Caeleana smiled at him again. “Well, Sir Arthur, I could regale you with the tragedy of events that put me here, but I’d much rather focus on that joy. The people outside— your companions, I assume? Can I count on you for an introduction?”
“Oh! Yes. Well, it won’t be very… formal.” Arthur scrubbed over the hair at the back of his neck. “They’re great, they’re just… well. Not formal. And I’m hardly trained in introductions, Miss Edlynne.

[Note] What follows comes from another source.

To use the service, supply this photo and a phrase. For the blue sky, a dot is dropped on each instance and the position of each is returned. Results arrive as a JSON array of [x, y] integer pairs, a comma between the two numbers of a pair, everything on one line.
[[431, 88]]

You may be better off introducing yourself.”
“Oh, there’s no need to be formal,” Caeleana says. “Trust me, you have earned yourself more than enough informality with me. Just Caeleana is fine.”
Arthur blinked. “Of course, Miss Edlynne. I can— I’ll introduce you. Do you happen to know the way out? Beyond—?” he gestured to the large hole in the tower’s wall.
“Yes, of course,” Caeleana said.
“Wonderful. Lead the way.” And before Arthur could talk himself out of it, he offered Caeleana his arm—the less bloody one.
She took it. She then—and Arthur wasn’t sure if this was an elf thing?—twined their fingers together, so they went down the tower steps together, holding hands.